I haven't read the new biography on Steve Jobs, but it's pretty hard not to read about it with all the coverage it's been getting these lest several weeks. Say what you want about the guy, he understood his audience. Many excerpts from the book have been rehashed already but two in particular stand out to me. First, the quote "people don't know what they want until you show it to them," and the fact that he didn't believe in focus groups.
I haven't read enough to know why he felt that way, but I certainly agree with him. Marketing is really just trying to figure out what people like to buy, and then carving your product to fit that mold. To put it another way, it's the art of understanding and predicting consumer behavior. Which is exactly the problem I have with focus groups, no one in that group is a consumer.
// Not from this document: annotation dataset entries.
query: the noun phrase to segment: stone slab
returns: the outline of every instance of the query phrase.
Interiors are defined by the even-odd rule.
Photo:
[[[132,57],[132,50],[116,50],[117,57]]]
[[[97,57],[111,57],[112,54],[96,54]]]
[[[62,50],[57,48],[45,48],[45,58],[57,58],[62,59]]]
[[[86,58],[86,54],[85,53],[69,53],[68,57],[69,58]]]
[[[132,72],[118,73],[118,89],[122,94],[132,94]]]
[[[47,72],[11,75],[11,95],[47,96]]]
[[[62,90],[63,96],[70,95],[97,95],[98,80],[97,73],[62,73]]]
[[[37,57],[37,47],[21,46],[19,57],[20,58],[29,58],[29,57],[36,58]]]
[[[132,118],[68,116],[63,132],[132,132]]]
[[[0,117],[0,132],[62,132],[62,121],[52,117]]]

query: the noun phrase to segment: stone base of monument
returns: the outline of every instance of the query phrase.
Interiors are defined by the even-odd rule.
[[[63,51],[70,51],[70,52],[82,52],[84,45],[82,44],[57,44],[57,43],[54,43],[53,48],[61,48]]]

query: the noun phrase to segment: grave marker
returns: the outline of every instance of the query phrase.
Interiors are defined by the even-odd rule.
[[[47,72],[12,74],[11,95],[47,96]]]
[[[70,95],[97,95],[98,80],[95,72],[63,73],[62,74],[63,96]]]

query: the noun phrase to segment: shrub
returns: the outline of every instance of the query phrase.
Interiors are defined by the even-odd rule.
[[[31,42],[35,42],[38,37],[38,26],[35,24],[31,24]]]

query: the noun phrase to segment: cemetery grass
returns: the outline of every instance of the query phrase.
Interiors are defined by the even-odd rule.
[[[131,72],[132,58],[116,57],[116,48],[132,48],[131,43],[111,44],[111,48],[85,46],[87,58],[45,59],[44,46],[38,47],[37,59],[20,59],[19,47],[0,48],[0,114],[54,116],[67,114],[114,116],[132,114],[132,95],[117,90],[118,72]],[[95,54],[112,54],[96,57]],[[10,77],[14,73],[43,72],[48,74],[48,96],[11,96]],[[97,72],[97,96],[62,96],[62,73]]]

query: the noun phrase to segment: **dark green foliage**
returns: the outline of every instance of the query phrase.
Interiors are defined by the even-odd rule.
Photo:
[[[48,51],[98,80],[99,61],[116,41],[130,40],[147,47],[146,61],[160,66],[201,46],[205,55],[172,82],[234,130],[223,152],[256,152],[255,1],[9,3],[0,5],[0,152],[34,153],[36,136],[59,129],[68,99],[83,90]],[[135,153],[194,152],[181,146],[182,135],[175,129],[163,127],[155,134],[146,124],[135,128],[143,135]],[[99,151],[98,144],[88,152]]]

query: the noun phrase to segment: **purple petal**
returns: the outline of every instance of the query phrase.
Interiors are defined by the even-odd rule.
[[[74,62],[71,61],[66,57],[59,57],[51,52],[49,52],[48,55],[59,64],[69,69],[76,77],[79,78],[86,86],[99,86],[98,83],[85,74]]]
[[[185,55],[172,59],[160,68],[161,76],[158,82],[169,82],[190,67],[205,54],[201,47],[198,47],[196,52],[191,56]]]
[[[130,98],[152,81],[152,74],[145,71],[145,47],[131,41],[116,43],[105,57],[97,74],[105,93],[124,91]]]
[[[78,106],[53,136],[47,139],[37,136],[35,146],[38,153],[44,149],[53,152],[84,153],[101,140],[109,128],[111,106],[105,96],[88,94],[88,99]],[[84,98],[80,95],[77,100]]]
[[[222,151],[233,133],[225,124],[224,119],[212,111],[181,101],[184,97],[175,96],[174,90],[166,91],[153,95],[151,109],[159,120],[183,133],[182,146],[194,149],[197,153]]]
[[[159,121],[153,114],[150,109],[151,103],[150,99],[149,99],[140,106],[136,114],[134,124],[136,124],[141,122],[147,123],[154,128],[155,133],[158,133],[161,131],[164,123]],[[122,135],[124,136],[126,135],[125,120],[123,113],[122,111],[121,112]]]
At least they aren't at the time that the focus group is being conducted.
As Dan Ariely frequently points out in his books and on his blog, people often behave irrationally. Consumers often make decisions based on emotion rather than reason. To put a psychology spin on it, I would say their decisions are more motivated by their subconsciousness that their consciousness. A focus group fails to emulate consumer behavior because it takes people out of the consumer mind frame by speaking to their consciousness. Their answers are honest, but they are the product of rational thought and not a true reflection of consumer behavior. It's like playing poker with fake money: the game looks exactly the same from the exterior but there is no element of risk. The players will behave more recklessly because they have no real money of their own to lose or win. (It's also incredibly boring. Look, I'm no advocate of gambling but try playing poker with no money and see how long you can last before you're suggesting Fish as a superior alternative.)
A poor marketing professional will make decisions based on what their audience says. A smart marketing professional will make decisions based on what their audience does.